Une « phase d’apprentissage » permettra au fisc de se doter d’outils capables de brasser une multitude de publications sur les réseaux sociaux et de faire le tri entre les informations intéressantes pour les impôts et les publications sans intérêt. Pour parvenir à ses fins, la Direction générale des Finances publiques (DGFIP) devrait pouvoir compter sur les interfaces des applications, qui permettent à des tiers de les exploiter, mais aussi sur le « webscraping », indique Le Figaro. Cette technique sert à extraire le contenu de sites. Restera ensuite aux impôts à entraîner leur algorithme à cibler des infractions précises, comme des trafics. De la même manière, ils auront à l’œil les publications qui permettraient de prouver qu’un contribuable habite en France, alors qu’il dit être domicilié à l’étranger pour échapper à l’impôt français.

Des recherches motivées

Une fois au point, l’outil d’identification des fraudes, la phase expérimentale passera à une nouvelle phase : l’exploitation d’exploitation des données. Mais le fisc ne pourra pas ratisser les informations, il devra motiver ses recherches. Il devra également détruire les données récoltées dans un délai de 30 jours si aucun manquement à la loi n’est constaté. En revanche, il pourra les conserver pendant 12 mois si elles posent problème.
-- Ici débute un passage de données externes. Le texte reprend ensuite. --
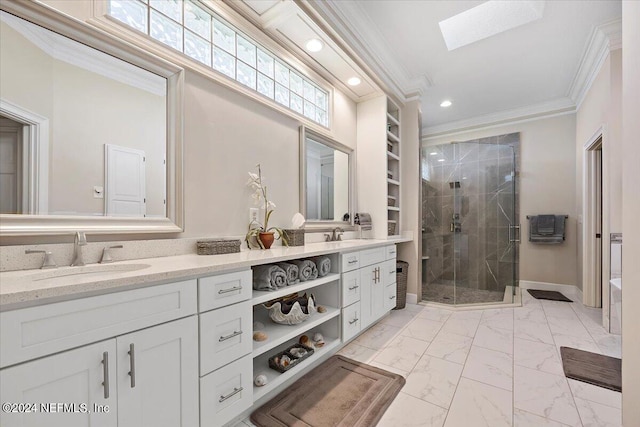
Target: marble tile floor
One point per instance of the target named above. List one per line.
(444, 293)
(491, 367)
Quid des « données à caractère personnel » ? Le fisc n’est pas autorisé à s’y intéresser. Le décret se double, en effet, d’une délibération de la Commission nationale de l’informatique et des libertés (CNIL). L’institution examine les implications du texte pour le respect de la vie privée des contribuables et souligne que le dispositif sera évalué au bout de 18 mois. Un nouveau point sera réalisé un an plus tard.